Flourish has produced this 10 point guide to summarise the Pope’s letter:

  1. War often begins with the inability to accept the diversity of others, which then fosters attitudes of domination born of selfishness and pride, hatred and the desire to caricature, exclude and even destroy the other. War is fueled by a perversion of relationships … by abuses of power, by fear of others and by seeing diversity as an obstacle
  2. Our world … tries to defend and ensure stability and peace through a false sense of security sustained by a mentality of fear and mistrust, one that ends up poisoning relationships between peoples and obstructing any form of dialogue. Peace and international stability are incompatible with attempts to build upon the fear of mutual destruction or the threat of total annihilation.
  3. We cannot claim to maintain stability in the world through the fear of annihilation, in a volatile situation, suspended on the brink of a nuclear abyss and enclosed behind walls of indifference. As a result, social and economic decisions are being made that lead to tragic situations where human beings and creation itself are discarded rather than protected and preserved.
  4. We need to pursue a genuine fraternity based on our common origin from God and exercised in dialogue and mutual trust. The desire for peace lies deep within the human heart, and we should not resign ourselves to seeking anything less than this.
  5. The Hibakusha – the survivors of the atomic bombs dropped on Hiroshima and Nagasaki – are among those who currently keep alive the flame of collective conscience, bearing witness to succeeding generations to the horror of what happened in August 1945 and the unspeakable sufferings that have continued to the present time. Their testimony awakens and preserves the memory of the victims, so that the conscience of humanity may rise up in the face of every desire for dominance and destruction. We cannot allow present and future generations to lose the memory of what happened here.
  6. The world does not need empty words but convinced witnesses, peacemakers who are open to a dialogue that rejects exclusion or manipulation. In fact, we cannot truly achieve peace without a convinced dialogue between men and women who seek the truth beyond ideologies and differing opinions.
  7. This journey of reconciliation also calls for listening and contemplation of the world that God has given us as a gift to make our common home. Indeed, natural resources, the many forms of life and the earth itself have been entrusted to us also for future generations, through the responsible and active participation of everyone.

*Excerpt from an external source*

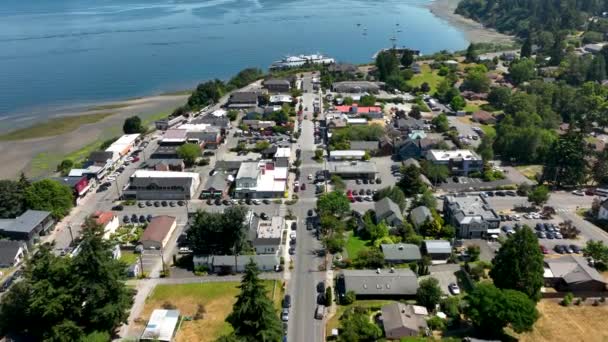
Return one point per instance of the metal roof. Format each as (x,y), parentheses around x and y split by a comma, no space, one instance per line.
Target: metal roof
(369,282)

We need to change the way we think and see things, and to become more open to encountering others and accepting the gift of creation, which reflects the beauty and wisdom of its Creator.
  8. The ecological conversion for which we are appealing will lead us to a new way of looking at life, as we consider the generosity of the Creator who has given us the earth and called us to a share it in joy and moderation. This conversion must be understood as a transformation of how we relate to our sisters and brothers, to other living beings, to creation in all its rich variety and to the Creator who is the origin and source of all life. For Christians, it requires that “the effects of their encounter with Jesus Christ become evident in their relationship with the world around them”.
  9. For the followers of Christ, this journey is likewise sustained by the sacrament of Reconciliation, given by the Lord for the remission of sins of the baptised. This sacrament of the Church, which renews individuals and communities, bids us keep our gaze fixed on Jesus … It requires us to set aside every act of violence in thought, word and deed, whether against our neighbours or against God’s creation.
  10. May Mary, Mother of the Prince of Peace and Mother of all the peoples of the earth, accompany and sustain us at every step of our journey of reconciliation.